Whenever I run my tap to target-snowflake, I get a...
# troubleshooting
i
Whenever I run my tap to target-snowflake, I get all these files in my project root. What's causing this behavior?
j
With Snowflake if you look at the logs you will see that the files are generated and sent to a temp Internal Stage once completed a COPY FROM that stage is conducted. This is optimal for loading data into Snowflake. Where I see this goes wrong is that the files stay locally unless you are using batch were the Files are removed by setting: clean_up_batch_files to true.
👍 1
I also think that you should be able to select a Stage to use if you want to keep the batches for Data Lake or recovery purposes.
i
See this is where I'm confused, though. If the
clean_up_batch_files
setting defaults to true, shouldn't it be cleaning up those batch files?

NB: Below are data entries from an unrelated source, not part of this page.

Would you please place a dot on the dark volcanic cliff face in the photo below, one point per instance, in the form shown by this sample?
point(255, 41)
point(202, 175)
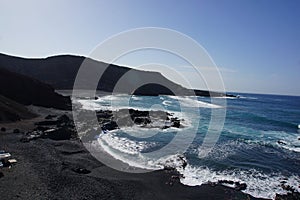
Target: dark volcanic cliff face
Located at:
point(11, 111)
point(60, 72)
point(27, 91)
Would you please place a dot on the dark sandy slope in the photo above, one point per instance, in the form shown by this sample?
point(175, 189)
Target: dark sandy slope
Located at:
point(46, 169)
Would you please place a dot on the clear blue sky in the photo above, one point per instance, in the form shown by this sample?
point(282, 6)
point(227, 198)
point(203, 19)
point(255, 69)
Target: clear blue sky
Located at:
point(256, 43)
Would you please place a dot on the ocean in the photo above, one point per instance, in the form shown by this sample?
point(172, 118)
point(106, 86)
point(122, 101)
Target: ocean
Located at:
point(259, 143)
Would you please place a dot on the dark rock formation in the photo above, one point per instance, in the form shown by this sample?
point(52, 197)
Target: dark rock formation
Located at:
point(11, 111)
point(60, 72)
point(28, 91)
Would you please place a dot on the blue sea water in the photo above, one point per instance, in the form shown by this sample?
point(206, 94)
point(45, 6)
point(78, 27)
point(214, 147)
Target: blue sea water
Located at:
point(259, 143)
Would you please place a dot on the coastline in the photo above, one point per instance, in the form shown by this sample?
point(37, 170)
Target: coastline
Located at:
point(64, 169)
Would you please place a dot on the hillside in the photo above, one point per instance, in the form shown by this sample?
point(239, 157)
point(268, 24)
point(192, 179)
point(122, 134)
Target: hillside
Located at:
point(60, 72)
point(13, 111)
point(28, 91)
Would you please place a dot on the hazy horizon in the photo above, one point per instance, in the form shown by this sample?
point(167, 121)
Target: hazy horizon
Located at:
point(255, 44)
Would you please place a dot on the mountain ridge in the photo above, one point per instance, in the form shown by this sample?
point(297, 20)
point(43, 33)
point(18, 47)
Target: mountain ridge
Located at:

And I also set it to true in my config to double check
j
Only if you are using Batching, the default insert behavior is not Batch but bulk, they act similar due to how bulk inserts work within Snowflake.

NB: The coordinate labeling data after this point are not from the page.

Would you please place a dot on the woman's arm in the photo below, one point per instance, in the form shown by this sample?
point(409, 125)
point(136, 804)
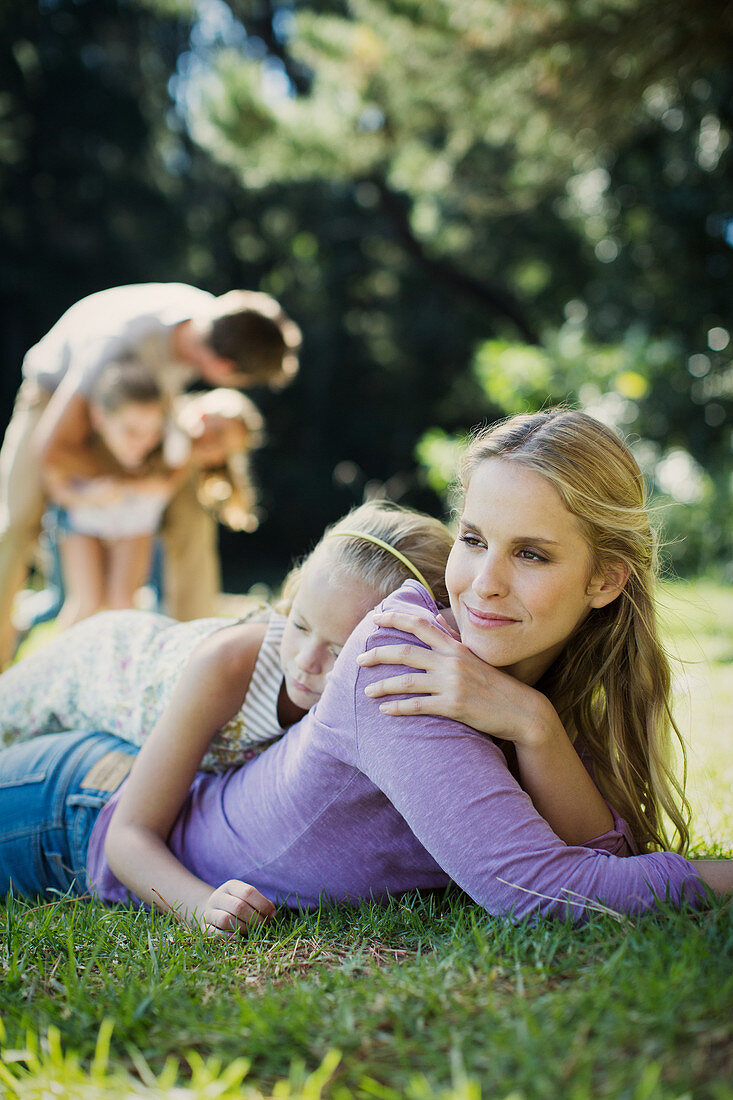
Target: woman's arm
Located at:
point(456, 793)
point(210, 691)
point(455, 683)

Bulk Insert you will see no clean up within this method Batch Insert you will see a clean up block within this method This should be an easy fix, I may put in a pr for it in a couple weeks when I have time. I broke that cardinal rule and shimmed it for my use case.
i
So is the fix to use batching? How do I use batching instead?
Do incremental replications (like when there's a state replication_key that it's using) bulk insert by default?
j
No those are two different things, for batching you need to add
batch_config
--> docs
I would take sometime to familiarize yourself with Meltano SDK and dig into the tap / tgt repos, to see how they work. The docs on the Tap/Tgt are light leaving you to fill in a number of gaps.
In yaml as example
🙌 1
i
So this is only achievable once I've set a state backend, correct?
j
nope
State and batching are two separate things, meaning you do not need state to batch, or do incremental etc. Batching is more like pagination in that it will chunk up the stream into more consumable chunks
i
Alright that makes sense. What I was referring to is if batching needed to be pointed at a storage account similar to state backend when it's deployed to a prod environment. So will I just add that batch_config to my target config?
And could that storage root be pointed at a blob storage container?
j
Yes, I would dig into the SDK docs as the meltano docs and tap/tgt docs are light on this. In order to get S3 to work you have to it as a dep to the
pip_url
for S3 I am not sure if it is using Boto3 or something else.
🙌 1
i
Gotcha - I'll take a look, and if I just set the batch_config in my Snowflake target config (Without pointing them to blob store) the batch files will land and be cleaned up from
$MELTANO_PROJECT_ROOT
as they are right now?
j
tgt default: If you did not change storage.root then yes as
file://
is relative
i
thank you very much
np 1
j
https://github.com/MeltanoLabs/target-snowflake/issues/95 not sure if this is relevant at all because i was encountering the same problem. i never saw this problem when working within my linux container
j
possibly, I am going to be running it in docker shortly, I will pass on my results
i
Interesting. So I guess use a linux distro for my container? lol
j
I use Debian (?) Without much issue
I think it had to do with how the file path is being constructed
And it differs in windows vs linux
i
Interesting - thank you!